The most important thing about GPU cores is that they are parallel in nature. A lot of GPUs out there use 1024-bit arithmetic units that can process 32 numbers at the same time. That is, if you do something like a + b, both a and b are “vectors” consisting of 32 numbers. Since a GPU is built to process large amount of data simultaneously, for example shading all pixels in a triangle, this is optimal design that has good balance between cost, performance, and power consumption.

But the parallel design of GPU units also means that they will have problems if you want more execution granularity. For example in common control logic like “if condition is true do x, otherwise do y”, especially if both x and y are complex things. Remember that GPUs really want to do the same thing for 32 items at a time, if you don’t have that many things to work with, their efficiency will suffer. So a lot of common problem solutions that are formulated with “one value at a time” approach in mind won’t translate directly to a GPU. For example, sorting. On a CPU it’s easy to compare numbers and put them in sorted order. On a GPU you want to compare and order hundreds or even thousands of numbers simultaneously to get good performance, and it’s much more difficult to design a program that will do it.
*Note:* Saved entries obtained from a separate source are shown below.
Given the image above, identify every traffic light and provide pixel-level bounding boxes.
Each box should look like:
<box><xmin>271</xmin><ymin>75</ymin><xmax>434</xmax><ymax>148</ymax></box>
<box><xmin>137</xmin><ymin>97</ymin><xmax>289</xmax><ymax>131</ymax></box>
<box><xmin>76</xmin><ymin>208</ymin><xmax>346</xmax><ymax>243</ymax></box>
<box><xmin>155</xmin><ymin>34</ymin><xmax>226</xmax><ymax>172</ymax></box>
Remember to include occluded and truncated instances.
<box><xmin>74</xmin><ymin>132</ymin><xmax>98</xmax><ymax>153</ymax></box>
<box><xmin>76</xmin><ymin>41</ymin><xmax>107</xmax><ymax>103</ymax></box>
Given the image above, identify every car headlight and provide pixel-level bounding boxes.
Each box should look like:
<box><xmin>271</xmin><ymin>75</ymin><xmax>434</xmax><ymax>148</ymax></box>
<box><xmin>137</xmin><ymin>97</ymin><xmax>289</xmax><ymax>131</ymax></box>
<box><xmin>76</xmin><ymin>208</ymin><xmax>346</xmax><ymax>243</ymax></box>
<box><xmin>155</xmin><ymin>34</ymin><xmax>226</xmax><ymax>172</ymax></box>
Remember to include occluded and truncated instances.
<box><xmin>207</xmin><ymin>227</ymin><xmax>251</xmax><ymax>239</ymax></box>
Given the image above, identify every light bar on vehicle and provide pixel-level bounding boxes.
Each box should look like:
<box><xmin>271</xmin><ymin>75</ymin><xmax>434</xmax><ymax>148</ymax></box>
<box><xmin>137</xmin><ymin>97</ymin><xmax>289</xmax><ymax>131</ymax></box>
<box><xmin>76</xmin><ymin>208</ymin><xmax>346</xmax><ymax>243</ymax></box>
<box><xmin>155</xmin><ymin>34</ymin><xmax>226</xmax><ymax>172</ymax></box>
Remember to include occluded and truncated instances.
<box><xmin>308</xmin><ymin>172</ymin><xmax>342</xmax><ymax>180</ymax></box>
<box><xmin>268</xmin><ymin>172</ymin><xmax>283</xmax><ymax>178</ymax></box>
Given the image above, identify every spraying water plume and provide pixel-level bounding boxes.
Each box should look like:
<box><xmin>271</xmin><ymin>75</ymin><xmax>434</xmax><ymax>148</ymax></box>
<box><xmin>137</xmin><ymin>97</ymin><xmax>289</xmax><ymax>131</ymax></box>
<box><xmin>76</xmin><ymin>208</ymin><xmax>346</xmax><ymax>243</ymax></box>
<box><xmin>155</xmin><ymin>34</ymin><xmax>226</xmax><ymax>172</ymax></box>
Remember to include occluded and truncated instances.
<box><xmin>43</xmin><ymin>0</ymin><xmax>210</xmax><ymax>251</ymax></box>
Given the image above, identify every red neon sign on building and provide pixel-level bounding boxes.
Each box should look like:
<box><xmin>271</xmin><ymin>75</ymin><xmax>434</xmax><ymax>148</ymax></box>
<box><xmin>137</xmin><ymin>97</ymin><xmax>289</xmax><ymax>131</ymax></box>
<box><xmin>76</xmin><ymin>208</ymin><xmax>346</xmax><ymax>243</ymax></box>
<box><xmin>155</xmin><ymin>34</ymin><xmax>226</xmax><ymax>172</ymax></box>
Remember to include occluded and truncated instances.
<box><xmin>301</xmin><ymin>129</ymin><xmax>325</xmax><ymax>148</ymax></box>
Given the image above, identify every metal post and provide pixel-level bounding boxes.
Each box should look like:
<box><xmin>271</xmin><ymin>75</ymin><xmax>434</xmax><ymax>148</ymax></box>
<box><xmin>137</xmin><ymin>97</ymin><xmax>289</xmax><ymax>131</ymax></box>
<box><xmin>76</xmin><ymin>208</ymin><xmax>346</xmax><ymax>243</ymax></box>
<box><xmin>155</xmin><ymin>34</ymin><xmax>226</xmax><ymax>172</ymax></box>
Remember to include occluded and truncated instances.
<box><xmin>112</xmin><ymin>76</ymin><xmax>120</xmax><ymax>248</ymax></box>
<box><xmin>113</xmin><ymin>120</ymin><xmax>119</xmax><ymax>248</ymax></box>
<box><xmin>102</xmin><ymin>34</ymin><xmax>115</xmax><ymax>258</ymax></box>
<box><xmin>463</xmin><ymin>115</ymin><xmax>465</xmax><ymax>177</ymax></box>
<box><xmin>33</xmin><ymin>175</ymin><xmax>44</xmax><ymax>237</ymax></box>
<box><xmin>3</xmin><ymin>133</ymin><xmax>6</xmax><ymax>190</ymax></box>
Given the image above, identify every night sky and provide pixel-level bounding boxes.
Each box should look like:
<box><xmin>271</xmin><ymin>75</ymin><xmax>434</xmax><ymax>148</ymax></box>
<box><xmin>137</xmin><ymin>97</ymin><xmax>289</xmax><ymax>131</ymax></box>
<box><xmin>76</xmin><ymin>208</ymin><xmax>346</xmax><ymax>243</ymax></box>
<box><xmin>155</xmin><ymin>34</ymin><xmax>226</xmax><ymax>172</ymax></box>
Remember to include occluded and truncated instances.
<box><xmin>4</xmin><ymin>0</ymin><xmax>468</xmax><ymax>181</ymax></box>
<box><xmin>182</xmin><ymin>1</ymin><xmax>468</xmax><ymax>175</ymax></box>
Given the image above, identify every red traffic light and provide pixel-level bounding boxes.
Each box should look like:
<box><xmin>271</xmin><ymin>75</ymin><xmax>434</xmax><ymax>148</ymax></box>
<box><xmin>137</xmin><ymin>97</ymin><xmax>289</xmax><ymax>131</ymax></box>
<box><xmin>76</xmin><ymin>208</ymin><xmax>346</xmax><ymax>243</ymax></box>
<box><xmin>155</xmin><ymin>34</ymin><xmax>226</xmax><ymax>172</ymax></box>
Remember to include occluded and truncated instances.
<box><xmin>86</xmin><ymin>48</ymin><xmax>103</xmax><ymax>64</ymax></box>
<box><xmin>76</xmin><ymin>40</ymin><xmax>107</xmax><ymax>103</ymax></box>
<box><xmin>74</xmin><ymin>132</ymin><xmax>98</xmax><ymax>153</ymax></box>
If you are talking about math specifically, well, it depends on the GPU. Modern GPUs are very well optimised for many operations and have native instructions to compute trigonometric functions (sin, cos), exponential functions and logarithms, as well as do complex bit manipulation. They also natively support a range of data values such as 32- and 16-bit floating point values. But 64-bit floating point value (double) support is usually lacking (either low performance or missing entirely).